Oil companies have indeed invested at a scorching pace, spending $2.5 trillion in the past four years to search for new supplies and bring them online. That level of spending set “an absolute historical record, even when taking into account the specific inflationary pressure which more than doubled upstream costs in the course of a decade,” Maugeri wrote.

Because big oil projects take years to develop, many of the projects launched in recent years have yet to add new supplies. And while old fields may be in decline, Maugeri — who studied world supplies on a field by field basis — says that the current 95 million barrel a day rate of production could easily rise to 100 million barrels a day.

That level is “already locked in,” he wrote in a separate email to the Post.

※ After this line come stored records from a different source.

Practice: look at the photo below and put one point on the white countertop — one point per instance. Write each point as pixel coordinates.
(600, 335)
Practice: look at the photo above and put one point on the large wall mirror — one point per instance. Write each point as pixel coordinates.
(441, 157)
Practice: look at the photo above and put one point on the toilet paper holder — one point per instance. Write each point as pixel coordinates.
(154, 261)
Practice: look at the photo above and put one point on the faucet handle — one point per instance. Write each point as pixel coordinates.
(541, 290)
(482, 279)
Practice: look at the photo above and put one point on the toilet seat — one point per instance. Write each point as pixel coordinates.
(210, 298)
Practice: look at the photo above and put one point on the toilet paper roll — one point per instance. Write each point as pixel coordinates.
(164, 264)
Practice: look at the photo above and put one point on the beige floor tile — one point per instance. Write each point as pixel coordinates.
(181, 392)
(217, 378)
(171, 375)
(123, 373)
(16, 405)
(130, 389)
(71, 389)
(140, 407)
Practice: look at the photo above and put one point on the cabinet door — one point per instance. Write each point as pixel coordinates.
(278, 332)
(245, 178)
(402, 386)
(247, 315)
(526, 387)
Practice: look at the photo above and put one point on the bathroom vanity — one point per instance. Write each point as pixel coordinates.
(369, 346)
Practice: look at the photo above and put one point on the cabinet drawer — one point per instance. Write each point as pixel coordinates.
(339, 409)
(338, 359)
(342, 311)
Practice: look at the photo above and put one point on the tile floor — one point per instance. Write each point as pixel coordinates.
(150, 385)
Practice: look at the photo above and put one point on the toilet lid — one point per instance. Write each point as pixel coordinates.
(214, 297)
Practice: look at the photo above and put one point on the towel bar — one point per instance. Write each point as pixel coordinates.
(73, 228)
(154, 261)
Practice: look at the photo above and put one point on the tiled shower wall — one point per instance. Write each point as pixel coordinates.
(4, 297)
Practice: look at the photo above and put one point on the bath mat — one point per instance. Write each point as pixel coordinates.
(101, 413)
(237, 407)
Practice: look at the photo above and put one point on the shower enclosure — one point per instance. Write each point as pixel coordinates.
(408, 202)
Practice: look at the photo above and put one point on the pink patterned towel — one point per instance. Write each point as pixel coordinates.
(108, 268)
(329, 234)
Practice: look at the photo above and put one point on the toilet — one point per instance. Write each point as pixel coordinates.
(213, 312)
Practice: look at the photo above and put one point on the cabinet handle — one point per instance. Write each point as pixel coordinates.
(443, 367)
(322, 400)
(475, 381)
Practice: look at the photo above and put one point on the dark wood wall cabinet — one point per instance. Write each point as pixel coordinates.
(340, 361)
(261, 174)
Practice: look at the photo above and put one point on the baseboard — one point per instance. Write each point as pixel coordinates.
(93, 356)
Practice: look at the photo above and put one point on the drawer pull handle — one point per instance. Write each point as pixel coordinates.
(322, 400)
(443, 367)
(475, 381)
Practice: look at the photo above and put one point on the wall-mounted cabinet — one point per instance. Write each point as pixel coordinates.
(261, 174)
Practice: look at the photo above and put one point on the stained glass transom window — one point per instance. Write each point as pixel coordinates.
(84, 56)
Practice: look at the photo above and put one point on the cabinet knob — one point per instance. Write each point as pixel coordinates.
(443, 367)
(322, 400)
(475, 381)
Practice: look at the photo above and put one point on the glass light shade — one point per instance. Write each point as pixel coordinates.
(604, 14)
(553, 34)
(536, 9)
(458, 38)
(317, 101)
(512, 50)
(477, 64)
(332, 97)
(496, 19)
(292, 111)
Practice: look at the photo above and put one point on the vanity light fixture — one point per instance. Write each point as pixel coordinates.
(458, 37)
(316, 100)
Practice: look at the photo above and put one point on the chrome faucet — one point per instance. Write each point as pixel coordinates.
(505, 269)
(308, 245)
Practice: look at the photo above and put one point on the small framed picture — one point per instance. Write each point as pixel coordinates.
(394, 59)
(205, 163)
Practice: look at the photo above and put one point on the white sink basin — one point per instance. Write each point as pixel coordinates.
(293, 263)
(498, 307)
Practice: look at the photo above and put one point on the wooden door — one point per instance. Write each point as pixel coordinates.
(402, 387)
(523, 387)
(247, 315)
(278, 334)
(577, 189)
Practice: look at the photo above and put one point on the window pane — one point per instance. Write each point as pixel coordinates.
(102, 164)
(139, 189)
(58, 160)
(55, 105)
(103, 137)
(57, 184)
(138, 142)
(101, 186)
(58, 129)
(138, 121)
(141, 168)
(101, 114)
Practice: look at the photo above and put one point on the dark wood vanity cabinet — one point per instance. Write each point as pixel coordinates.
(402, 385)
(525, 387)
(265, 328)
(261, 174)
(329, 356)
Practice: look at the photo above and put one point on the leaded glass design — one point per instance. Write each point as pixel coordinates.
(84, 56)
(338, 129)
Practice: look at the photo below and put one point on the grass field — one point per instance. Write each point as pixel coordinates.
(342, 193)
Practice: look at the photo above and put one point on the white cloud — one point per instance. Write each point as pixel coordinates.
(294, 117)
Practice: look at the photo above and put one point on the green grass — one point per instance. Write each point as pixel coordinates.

Including biofuels and natural gas liquids, global production capacity is already more than 100 million barrels a day.

Maugeri isn't the only person to have forecast a decline in oil prices. It's a common saying in the cyclical oil business that “the best cure for high oil prices is high oil prices.” Edward Morse, head of global commodities research at Citigroup, has long argued that rising production, especially in the United States, would — eventually — send prices tumbling.

Robert McNally, president of the Rapidan Group, a consulting firm, said, “A price drop has many fathers!” He said he agrees that supplies will be “resilient,” but he added that he believes this price drop has also been driven by weak economic growth, the return of Libyan production and the reluctance of Saudi Arabia to play its traditional role of swing producer in the Organization of Petroleum Exporting Countries. A year ago, McNally and his firm anticipated that the kingdom would not cut its output to prop up prices and instead would let oil prices drop enough to make new U.S. shale oil production unattractive economically.

Maugeri isn't as focused on the politics as he is on global production capacity. He said that many people have underestimated global supply because they expected improved recovery techniques would delay or moderate the natural rate of production decline in old fields. It was a mistake “to view decline rates of existing fields as deterministic and inflexible functions,” he wrote in his newsletter.

Another reason for underestimating supplies, he said, was that some people underestimated the potential for higher levels of shale oil output.

Maugeri also said that the recent drop in prices would not stimulate demand enough to offset higher production levels. He said he expected no more than a 1 million barrel-a-day rebound.

Maugeri's observation suggests that the recent 20 percent plus drop in crude oil prices isn't just a passing dip in prices. Even a cut in output by OPEC might simply delay further price declines. For now, Saudi Arabia, the traditional swing oil producer, has decided to maintain its output level even if prices drop in an effort to hang onto market share and upset the investment plans of rival oil producers and renewable energy companies.

Maugeri expects “there will be growing strains within OPEC,” he said in his email.

“For now, Saudi Arabia is the only country that has voluntarily avoided [producing] at full capacity,” he added. “If oil prices continue to slip down, the kingdom will ask the other members to share the burden, but the others will likely try to resist such pressure, and SA may react by not cutting anything more than it's doing.”

He added that “the problem could become even more acute” if there is new output from any of the OPEC members — such as Nigeria, Libya, Iraq or Iran — that are producing less than capacity because of war, strife or sanctions.